Developing A Scalable RNA-LNP Drug Product For Clinical Translation
First identified in 2019, the severe acute respiratory syndrome coronavirus (SARS-CoV-2) is an infectious disease that has resulted in a global pandemic with an unprecedented human impact. As a result, a number of messenger RNA (mRNA)-lipid nanoparticle (LNP) vaccines have been developed.
A common need for these RNA-LNP therapies is a highly compliant and scalable manufacturing process.
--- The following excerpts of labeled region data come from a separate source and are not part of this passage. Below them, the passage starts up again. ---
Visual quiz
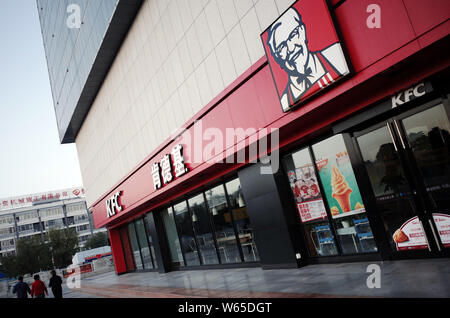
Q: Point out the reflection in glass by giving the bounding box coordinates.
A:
[402,104,450,213]
[402,104,450,247]
[128,223,143,269]
[144,214,159,268]
[188,194,219,265]
[136,219,153,269]
[173,201,200,266]
[283,148,338,256]
[225,178,259,262]
[312,135,377,254]
[205,184,241,263]
[161,208,184,266]
[357,126,416,250]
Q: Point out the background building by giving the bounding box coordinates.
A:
[37,0,450,273]
[0,188,104,256]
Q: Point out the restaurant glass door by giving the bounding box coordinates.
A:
[354,101,450,256]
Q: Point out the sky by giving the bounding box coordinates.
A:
[0,0,83,198]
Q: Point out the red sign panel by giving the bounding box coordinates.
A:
[261,0,349,112]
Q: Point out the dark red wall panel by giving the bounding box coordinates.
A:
[92,0,450,234]
[108,229,127,274]
[335,0,416,72]
[403,0,450,36]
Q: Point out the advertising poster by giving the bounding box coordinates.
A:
[433,213,450,247]
[393,216,428,251]
[314,135,365,218]
[288,164,327,222]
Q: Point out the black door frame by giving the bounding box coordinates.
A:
[348,96,450,259]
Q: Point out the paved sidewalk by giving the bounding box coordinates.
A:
[74,258,450,298]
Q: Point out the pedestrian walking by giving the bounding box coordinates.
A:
[13,276,31,298]
[31,275,48,298]
[48,270,62,298]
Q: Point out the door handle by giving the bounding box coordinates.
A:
[394,120,406,149]
[419,220,431,252]
[386,123,398,152]
[428,219,441,252]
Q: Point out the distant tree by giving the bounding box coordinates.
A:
[0,254,21,277]
[15,235,52,275]
[48,228,78,268]
[84,232,109,250]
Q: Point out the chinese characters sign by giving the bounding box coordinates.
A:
[0,188,85,211]
[261,0,350,112]
[151,145,188,190]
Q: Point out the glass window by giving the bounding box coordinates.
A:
[128,223,144,269]
[173,201,200,266]
[160,208,184,266]
[283,148,338,256]
[205,184,242,263]
[225,178,259,262]
[136,219,153,269]
[312,135,377,254]
[188,193,219,265]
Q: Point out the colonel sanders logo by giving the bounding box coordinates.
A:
[261,0,349,111]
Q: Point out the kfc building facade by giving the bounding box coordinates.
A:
[38,0,450,274]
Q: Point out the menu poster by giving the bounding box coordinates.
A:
[297,199,327,222]
[433,213,450,247]
[288,164,327,222]
[393,216,428,251]
[316,143,365,218]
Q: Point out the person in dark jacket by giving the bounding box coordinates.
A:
[31,275,48,298]
[13,276,31,298]
[48,270,62,298]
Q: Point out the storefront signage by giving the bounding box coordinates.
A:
[313,135,366,218]
[152,144,189,190]
[106,191,123,218]
[297,199,327,223]
[391,82,433,108]
[433,213,450,247]
[393,216,428,251]
[261,0,350,112]
[0,188,85,211]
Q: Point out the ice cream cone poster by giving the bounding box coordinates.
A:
[392,216,428,251]
[313,135,365,218]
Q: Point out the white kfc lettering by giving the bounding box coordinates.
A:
[391,83,426,108]
[152,162,162,190]
[106,191,123,218]
[172,145,188,178]
[161,155,173,184]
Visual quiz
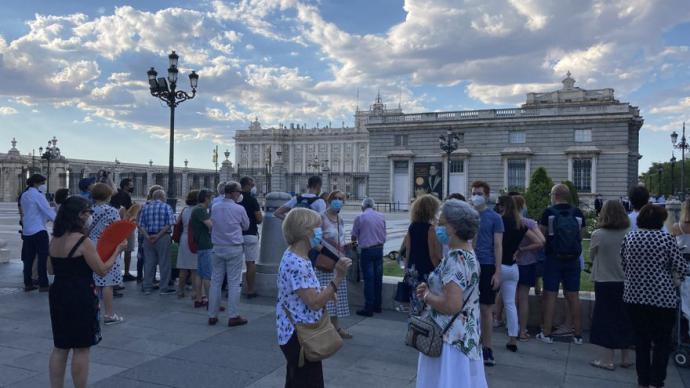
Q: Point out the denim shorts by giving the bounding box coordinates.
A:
[518,263,537,287]
[197,249,213,280]
[544,257,581,292]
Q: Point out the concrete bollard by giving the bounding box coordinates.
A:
[0,238,10,264]
[256,192,292,296]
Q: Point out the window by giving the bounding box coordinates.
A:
[575,129,592,143]
[510,131,527,144]
[394,135,407,147]
[573,159,592,193]
[507,159,527,191]
[450,160,465,174]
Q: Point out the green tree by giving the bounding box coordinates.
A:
[561,181,580,207]
[525,167,553,220]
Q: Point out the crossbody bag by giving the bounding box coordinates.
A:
[405,288,474,357]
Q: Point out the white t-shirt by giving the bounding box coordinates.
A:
[283,193,327,214]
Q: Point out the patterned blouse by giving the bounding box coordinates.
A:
[276,249,322,345]
[89,203,120,243]
[621,229,688,308]
[426,249,482,360]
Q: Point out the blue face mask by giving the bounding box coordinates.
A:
[331,199,343,212]
[309,228,323,248]
[436,226,450,245]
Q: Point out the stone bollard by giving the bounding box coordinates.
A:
[256,192,292,296]
[0,238,10,264]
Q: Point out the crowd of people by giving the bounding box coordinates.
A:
[18,174,690,387]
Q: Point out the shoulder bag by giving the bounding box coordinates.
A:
[173,207,187,244]
[405,288,474,357]
[283,305,343,368]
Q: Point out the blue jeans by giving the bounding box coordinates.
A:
[360,246,383,311]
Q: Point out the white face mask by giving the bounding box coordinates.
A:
[472,195,486,208]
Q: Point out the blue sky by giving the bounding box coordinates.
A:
[0,0,690,173]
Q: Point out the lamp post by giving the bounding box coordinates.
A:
[671,155,676,195]
[671,122,690,201]
[146,51,199,210]
[211,145,220,187]
[266,146,273,194]
[38,136,60,194]
[438,129,460,196]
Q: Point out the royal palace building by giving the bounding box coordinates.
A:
[235,74,643,209]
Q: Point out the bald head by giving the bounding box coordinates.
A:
[551,183,570,203]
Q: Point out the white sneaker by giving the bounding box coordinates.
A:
[536,331,553,344]
[103,314,125,326]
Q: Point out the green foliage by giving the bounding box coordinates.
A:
[525,167,553,220]
[561,181,580,207]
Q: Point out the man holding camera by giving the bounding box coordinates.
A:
[110,178,137,282]
[19,174,56,292]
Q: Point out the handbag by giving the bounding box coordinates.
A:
[187,220,199,253]
[173,208,186,244]
[283,305,343,368]
[405,288,474,357]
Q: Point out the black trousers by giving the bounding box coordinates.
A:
[626,304,676,387]
[280,332,324,388]
[22,230,48,287]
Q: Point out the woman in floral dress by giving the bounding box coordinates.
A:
[417,199,487,388]
[87,183,124,325]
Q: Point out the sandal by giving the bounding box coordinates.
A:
[589,360,616,371]
[338,327,352,339]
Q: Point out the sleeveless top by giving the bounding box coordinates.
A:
[407,222,434,280]
[50,236,93,282]
[676,222,690,255]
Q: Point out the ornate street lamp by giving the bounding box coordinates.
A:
[38,136,60,194]
[656,164,664,197]
[438,129,460,196]
[671,122,690,201]
[146,51,199,210]
[671,154,676,195]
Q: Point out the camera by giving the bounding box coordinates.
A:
[97,170,110,183]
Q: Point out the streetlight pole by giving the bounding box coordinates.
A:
[438,129,460,197]
[146,51,199,210]
[671,155,676,195]
[671,122,690,201]
[212,145,220,187]
[38,136,60,194]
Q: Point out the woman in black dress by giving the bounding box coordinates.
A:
[48,196,126,388]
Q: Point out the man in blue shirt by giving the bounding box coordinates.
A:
[471,181,504,366]
[19,174,55,292]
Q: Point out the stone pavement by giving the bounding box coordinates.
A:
[0,204,690,388]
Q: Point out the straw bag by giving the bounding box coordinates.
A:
[405,288,474,357]
[283,305,343,368]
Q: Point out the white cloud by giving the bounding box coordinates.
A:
[0,106,19,116]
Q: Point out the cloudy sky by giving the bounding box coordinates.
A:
[0,0,690,173]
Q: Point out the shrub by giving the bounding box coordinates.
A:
[525,167,553,220]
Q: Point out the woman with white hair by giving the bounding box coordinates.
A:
[276,208,352,388]
[417,199,487,388]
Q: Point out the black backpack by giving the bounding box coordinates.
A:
[295,195,321,209]
[549,207,582,260]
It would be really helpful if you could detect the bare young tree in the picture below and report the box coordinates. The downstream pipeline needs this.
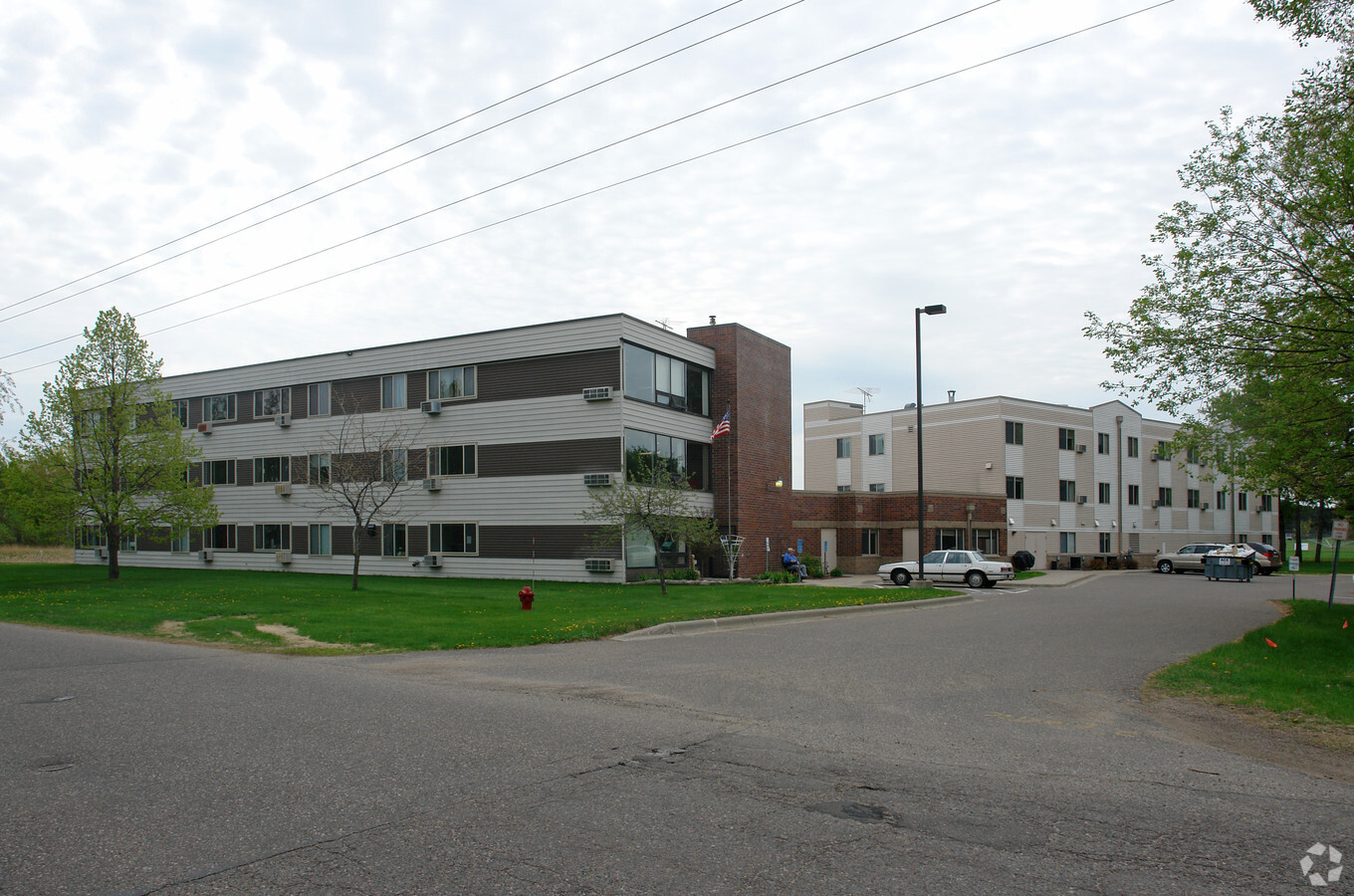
[308,399,421,591]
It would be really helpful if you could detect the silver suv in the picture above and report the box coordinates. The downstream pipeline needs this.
[1156,542,1227,572]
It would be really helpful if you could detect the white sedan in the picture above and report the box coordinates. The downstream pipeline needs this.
[879,551,1016,587]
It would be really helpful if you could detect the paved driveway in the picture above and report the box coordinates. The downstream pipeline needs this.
[0,573,1354,895]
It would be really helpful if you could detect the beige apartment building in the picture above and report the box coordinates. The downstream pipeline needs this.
[804,395,1279,568]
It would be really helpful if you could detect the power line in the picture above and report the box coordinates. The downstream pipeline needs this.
[0,0,758,324]
[0,0,1175,373]
[0,0,1001,360]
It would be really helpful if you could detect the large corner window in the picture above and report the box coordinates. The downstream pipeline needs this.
[621,342,710,417]
[625,429,710,492]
The current state-of-the-art for large-scale production of RNA-LNPs can be divided into 4 key steps: 1) production of RNA drug substance using in vitro transcription (IVT) from a DNA template, 2) formation of the RNA-LNP drug product by mixing an aqueous stream of RNA with lipids in ethanol and subsequent in-line dilution, 3) purification of the bulk drug product to remove ethanol using tangential flow filtration (TFF) and 4) sterile filtration and final fill-finish in vials.
The LNP encapsulation step requires controlled mixing of RNA and lipids and is among the most difficult unit operations to scale up to high throughput rates and large batch sizes. The mixing process is intrinsic to the drug product and impacts the physical properties, potency and toxicity of the drug. Furthermore, it is cost-prohibitive and time consuming to do process development for RNA-LNPs at full scale.
New instrumentation is allowing for highly reproducible and scalable production of RNA-LNPs over a wide range of flow rates and volumes, overcoming key limitations of bulk methods (such as turbulent in-line mixing). In this work, we demonstrate the capabilities and workflow of the Ignite+ using two representative lipid compositions. We provide examples to show how automated in-line dilution can be incorporated within the Ignite+ workflow to replace manual bulk dilution, and how to make the transition from small-scale dialysis or spin filters to tangential flow filtration (TFF) for post-formulation purification.